Before the pandemic, Latinas had been joining the workforce in large numbers for decades — an influx that helped fuel economic growth. The pandemic-driven exodus could be a drag on prospects for future growth.

“It isn’t just a concern with what’s happening for Latinas or Hispanic communities,” said Marie Mora, an economist at the University of Missouri, St. Louis. “It does have effects for the national labor force.”

If the pandemic is controlled quickly, Mora said, Latina women may soon go back to work. But the longer it drags on, the greater the danger that Latinas — along with other women — will lose skills and experience and possibly drop out for good.

“If not soon reversed, the decline in the participation rate for prime-age women could have longer-term implications for household incomes and potential growth,” Federal Reserve governor Lael Brainard warned last week.

Mercedes, who left her job at L’Oreal, said she can imagine going back to the corporate world at some point, but not back to 50- or 60-hour workweeks.

“It’s no longer the V.P. title,” she said. “It’s how do I build a life that allows me to spend more time doing the things that I love, being with the people I love? How can I create that for myself?”

Castillo also found, oddly enough, that the pandemic had given her space to imagine a new kind of work-life balance.

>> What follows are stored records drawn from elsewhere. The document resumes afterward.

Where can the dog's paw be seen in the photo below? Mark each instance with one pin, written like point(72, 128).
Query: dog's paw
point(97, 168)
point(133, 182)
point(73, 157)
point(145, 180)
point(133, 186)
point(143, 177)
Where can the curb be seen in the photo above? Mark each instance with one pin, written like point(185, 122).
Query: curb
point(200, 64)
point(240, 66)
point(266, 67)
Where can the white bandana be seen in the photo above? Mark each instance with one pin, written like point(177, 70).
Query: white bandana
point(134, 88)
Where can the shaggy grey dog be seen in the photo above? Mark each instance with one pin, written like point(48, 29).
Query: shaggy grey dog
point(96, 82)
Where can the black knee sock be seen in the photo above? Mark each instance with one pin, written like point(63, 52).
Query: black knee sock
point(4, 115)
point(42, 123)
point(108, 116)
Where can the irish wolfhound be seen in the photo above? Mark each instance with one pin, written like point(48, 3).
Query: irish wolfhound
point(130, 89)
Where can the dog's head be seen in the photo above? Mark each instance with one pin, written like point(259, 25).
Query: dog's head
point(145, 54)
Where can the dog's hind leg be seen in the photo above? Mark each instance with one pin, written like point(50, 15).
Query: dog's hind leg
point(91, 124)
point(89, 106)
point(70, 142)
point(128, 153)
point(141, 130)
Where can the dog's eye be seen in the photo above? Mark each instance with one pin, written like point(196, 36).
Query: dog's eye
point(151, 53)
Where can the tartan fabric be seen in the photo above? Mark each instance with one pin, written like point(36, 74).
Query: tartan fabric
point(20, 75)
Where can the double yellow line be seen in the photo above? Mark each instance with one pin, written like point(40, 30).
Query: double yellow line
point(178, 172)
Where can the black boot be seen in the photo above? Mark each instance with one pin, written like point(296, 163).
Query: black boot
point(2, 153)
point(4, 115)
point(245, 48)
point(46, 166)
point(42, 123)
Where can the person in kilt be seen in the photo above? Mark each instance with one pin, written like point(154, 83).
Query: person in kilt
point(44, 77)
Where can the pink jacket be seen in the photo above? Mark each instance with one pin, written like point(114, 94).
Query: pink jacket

“Latinas are very resourceful,” she said. “A lot of women that I’ve personally been talking to are taking this time to reflect, ‘OK, how can I provide for my family and still not feel completely stretched out?”

She noted that some Latinas are starting their own businesses or finding other ways to be productive, outside the regular workforce.

“I don’t feel like I’m giving up my career,” Castillo said. “But I am giving up the traditional nine-to-five.”

Mercedes realized just how much her outlook had changed this fall, when she got a recruiting call from Google, which had always been her dream job. After a month as a stay-at-home mom, she turned it down.